The COVID-19 pandemic is stimulating debate about the relationship between the governed and their leaders, both elected and appointed. In Australia, the world’s tenth-oldest continuous democracy, there is an unanticipated but positive opportunity for a nation-building refocus on the principles and aspirations that underpinned the 1901 agreement ‘to unite in one indissoluble Federal Commonwealth’.[i] That agreement reflects an enduring belief that informed political participation is central to an accountable democracy, and that it is a unique mechanism for developing an individual’s sense of self-worth and commitment to a better society.
High levels of socio-economic and political disruption and disquiet will not quickly recede.
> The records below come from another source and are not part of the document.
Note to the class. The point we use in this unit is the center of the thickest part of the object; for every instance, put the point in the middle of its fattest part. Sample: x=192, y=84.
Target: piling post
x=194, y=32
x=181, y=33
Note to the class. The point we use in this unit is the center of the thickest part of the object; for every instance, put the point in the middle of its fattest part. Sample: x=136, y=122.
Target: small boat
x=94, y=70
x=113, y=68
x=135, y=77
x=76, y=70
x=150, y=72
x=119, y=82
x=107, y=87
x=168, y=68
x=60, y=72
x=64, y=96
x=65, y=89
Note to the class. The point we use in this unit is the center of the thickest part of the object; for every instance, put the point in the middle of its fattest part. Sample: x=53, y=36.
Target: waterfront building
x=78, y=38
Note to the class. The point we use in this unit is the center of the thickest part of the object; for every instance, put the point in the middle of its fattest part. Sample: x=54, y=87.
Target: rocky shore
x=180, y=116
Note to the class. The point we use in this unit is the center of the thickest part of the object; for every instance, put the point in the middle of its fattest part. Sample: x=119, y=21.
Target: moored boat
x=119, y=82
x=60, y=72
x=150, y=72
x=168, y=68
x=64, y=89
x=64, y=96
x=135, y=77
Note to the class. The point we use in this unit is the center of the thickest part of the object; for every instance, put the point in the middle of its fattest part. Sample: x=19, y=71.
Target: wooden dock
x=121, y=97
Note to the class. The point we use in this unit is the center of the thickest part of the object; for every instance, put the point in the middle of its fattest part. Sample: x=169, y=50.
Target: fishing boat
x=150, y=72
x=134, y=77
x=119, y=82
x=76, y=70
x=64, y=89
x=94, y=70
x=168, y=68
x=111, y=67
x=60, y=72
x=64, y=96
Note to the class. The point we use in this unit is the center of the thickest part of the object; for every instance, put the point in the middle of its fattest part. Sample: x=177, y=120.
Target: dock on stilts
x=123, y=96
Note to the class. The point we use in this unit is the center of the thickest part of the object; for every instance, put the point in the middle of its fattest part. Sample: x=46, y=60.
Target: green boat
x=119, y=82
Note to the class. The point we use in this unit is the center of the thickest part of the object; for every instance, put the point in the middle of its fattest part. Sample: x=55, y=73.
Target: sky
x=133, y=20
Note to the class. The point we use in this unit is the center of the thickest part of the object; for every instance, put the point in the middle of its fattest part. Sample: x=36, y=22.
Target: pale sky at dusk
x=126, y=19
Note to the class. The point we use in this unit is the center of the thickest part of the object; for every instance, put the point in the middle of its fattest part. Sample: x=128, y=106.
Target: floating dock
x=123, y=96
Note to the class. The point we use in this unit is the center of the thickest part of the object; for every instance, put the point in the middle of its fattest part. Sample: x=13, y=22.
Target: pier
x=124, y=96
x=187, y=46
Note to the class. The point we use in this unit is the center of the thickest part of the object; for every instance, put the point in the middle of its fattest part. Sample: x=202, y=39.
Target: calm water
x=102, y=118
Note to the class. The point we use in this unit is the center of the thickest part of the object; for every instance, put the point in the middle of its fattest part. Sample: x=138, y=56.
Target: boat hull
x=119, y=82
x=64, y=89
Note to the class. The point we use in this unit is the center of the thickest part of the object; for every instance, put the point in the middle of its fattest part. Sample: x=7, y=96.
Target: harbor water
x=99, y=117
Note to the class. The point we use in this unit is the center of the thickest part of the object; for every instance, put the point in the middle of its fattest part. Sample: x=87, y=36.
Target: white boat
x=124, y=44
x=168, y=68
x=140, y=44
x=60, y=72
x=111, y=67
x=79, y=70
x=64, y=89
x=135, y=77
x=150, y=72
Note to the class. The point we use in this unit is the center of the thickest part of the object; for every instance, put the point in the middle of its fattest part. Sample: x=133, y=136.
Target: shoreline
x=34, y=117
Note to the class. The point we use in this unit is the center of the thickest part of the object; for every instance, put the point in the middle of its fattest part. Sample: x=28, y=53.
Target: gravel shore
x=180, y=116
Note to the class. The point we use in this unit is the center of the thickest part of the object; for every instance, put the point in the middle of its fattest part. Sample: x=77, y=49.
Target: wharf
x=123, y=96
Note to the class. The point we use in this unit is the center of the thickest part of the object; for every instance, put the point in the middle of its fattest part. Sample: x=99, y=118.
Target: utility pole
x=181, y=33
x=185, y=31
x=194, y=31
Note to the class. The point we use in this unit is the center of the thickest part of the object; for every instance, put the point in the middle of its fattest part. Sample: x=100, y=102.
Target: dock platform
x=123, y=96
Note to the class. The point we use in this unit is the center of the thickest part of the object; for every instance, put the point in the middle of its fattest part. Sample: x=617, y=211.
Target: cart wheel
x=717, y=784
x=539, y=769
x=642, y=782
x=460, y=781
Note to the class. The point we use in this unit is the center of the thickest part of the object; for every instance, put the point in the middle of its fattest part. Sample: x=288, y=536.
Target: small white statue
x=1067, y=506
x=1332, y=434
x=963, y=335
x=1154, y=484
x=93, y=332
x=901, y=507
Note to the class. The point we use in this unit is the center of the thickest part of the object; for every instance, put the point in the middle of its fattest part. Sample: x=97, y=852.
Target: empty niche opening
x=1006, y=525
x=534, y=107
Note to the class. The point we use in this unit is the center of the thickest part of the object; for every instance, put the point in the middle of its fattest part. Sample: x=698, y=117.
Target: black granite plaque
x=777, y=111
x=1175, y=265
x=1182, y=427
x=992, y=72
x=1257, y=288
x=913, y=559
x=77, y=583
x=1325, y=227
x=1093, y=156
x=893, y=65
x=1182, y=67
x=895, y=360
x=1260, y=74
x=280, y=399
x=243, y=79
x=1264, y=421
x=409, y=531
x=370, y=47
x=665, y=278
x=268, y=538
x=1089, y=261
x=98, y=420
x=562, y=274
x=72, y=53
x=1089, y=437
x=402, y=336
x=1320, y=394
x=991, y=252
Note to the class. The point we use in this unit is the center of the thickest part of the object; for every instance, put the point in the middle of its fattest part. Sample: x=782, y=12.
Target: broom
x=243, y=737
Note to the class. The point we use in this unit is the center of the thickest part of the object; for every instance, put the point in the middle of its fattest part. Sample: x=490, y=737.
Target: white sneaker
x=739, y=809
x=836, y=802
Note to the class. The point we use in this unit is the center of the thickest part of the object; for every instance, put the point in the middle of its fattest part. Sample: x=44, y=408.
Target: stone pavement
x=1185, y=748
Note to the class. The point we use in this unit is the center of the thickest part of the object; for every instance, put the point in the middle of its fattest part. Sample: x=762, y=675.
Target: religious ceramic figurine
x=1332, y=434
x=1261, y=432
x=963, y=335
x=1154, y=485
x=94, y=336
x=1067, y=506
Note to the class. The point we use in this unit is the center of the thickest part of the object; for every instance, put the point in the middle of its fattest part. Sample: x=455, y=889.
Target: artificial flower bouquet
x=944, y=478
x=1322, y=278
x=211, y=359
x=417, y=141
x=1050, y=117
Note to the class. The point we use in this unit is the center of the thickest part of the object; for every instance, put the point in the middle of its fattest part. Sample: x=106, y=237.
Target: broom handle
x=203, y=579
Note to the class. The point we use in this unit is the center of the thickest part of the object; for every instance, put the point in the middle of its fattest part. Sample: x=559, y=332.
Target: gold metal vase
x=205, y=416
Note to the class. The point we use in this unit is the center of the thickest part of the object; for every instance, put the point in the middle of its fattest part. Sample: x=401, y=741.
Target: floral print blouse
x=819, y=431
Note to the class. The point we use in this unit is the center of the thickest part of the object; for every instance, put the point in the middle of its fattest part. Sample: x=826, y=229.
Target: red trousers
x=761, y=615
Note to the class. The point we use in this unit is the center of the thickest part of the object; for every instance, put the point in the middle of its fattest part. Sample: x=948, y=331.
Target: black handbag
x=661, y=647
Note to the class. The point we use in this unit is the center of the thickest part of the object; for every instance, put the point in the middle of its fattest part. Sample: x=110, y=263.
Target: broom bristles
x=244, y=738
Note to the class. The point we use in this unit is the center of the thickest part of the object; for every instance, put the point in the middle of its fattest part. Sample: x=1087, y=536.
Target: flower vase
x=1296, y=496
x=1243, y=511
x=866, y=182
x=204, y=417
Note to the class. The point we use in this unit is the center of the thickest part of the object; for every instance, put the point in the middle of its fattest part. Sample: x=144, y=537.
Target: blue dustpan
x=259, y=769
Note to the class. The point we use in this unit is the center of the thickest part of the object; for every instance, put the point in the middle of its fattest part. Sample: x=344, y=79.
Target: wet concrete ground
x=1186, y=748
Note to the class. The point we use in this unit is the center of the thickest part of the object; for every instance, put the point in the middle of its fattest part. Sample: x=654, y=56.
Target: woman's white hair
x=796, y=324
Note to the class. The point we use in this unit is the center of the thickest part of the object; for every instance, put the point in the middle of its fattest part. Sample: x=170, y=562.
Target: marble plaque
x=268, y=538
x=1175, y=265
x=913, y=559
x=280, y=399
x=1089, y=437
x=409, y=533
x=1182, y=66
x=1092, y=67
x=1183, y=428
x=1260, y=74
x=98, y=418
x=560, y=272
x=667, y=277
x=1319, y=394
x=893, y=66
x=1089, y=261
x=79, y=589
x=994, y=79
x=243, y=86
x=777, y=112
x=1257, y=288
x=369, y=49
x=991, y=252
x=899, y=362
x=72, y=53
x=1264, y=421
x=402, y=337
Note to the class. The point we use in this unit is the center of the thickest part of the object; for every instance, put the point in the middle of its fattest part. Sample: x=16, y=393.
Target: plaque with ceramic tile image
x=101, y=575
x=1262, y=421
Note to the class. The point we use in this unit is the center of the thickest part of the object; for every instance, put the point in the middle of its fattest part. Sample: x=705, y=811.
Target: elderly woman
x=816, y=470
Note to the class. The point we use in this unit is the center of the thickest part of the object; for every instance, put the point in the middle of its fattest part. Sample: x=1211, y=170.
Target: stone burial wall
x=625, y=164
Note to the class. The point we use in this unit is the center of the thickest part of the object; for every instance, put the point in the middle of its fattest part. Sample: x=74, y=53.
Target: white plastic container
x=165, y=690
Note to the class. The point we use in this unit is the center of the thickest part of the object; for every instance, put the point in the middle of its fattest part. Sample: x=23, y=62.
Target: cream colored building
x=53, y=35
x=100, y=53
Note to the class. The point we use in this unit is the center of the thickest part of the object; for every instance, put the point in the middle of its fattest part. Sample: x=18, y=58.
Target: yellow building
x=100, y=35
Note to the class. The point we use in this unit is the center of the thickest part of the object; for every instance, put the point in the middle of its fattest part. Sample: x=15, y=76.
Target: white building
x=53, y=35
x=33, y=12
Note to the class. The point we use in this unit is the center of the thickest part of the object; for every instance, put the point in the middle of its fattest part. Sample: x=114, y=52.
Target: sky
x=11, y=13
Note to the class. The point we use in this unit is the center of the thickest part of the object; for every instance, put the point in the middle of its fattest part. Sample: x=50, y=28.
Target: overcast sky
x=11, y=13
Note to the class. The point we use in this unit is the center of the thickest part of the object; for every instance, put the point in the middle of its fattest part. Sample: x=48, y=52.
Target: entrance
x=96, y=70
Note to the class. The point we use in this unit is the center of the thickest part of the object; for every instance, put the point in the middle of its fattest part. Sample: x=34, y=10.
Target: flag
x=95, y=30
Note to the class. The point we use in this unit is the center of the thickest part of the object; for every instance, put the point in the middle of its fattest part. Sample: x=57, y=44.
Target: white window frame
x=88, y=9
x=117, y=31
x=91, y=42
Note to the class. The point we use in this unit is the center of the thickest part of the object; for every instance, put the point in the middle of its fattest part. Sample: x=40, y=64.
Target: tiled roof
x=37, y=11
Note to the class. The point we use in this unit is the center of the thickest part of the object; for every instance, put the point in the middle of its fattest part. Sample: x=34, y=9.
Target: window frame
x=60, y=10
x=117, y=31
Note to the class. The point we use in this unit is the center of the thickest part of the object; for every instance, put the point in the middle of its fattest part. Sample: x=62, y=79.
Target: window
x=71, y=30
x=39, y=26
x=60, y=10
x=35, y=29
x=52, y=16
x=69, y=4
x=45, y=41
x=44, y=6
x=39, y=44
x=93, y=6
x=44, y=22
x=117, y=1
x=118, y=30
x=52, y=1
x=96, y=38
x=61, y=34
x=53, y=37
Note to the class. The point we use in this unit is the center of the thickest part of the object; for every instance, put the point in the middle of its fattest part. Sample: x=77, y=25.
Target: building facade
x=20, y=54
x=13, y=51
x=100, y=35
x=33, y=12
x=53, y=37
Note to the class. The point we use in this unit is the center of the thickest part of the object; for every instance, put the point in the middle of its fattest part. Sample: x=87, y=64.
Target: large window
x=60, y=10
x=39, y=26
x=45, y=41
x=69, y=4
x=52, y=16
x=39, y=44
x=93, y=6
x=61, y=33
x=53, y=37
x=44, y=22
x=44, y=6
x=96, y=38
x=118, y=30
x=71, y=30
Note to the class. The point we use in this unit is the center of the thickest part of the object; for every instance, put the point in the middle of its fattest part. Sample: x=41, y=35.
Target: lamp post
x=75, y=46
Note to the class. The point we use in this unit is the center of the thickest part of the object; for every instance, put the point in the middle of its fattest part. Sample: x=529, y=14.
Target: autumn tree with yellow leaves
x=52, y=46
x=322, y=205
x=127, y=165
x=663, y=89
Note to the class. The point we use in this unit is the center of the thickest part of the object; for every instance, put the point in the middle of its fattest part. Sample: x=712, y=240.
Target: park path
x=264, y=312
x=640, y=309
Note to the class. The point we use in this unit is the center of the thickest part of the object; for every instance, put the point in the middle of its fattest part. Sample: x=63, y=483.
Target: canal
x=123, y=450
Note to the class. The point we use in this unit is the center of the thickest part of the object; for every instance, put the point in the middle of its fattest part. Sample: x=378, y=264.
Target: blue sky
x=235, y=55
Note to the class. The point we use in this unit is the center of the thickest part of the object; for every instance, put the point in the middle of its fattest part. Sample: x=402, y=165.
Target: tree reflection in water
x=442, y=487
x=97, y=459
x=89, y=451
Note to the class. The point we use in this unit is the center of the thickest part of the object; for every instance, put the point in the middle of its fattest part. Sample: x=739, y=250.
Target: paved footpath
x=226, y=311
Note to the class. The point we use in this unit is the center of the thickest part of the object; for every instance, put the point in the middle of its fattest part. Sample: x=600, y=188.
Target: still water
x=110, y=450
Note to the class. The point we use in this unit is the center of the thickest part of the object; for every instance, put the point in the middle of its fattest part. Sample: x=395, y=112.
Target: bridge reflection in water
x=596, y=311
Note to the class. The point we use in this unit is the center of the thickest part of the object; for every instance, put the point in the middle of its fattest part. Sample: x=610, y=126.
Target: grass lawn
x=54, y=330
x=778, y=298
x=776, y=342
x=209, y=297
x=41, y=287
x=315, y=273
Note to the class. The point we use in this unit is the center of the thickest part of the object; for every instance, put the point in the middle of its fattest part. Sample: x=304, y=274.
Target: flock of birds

However, there can be no doubt that students whose education is enhanced by an intelligent examination of the human condition — with the emphasis on developing a thorough understanding of Australia’s national heritage and, ideally, a concomitant sense of belonging and purpose — will be better positioned to enter adulthood with confidence.
This period coincides with a review of the Australian Curriculum, scheduled for completion at the end of 2021. As the strengths and weaknesses of federation are tested, there can be few more powerful avenues leading to national unity and prosperity than a genuinely world-class Australian Curriculum.
To bring improvements to the education of all young Australians, that document should be based on a sophisticated, overarching academic framework that includes a renewed commitment to nation building through an enhanced Civics and Citizenship curriculum.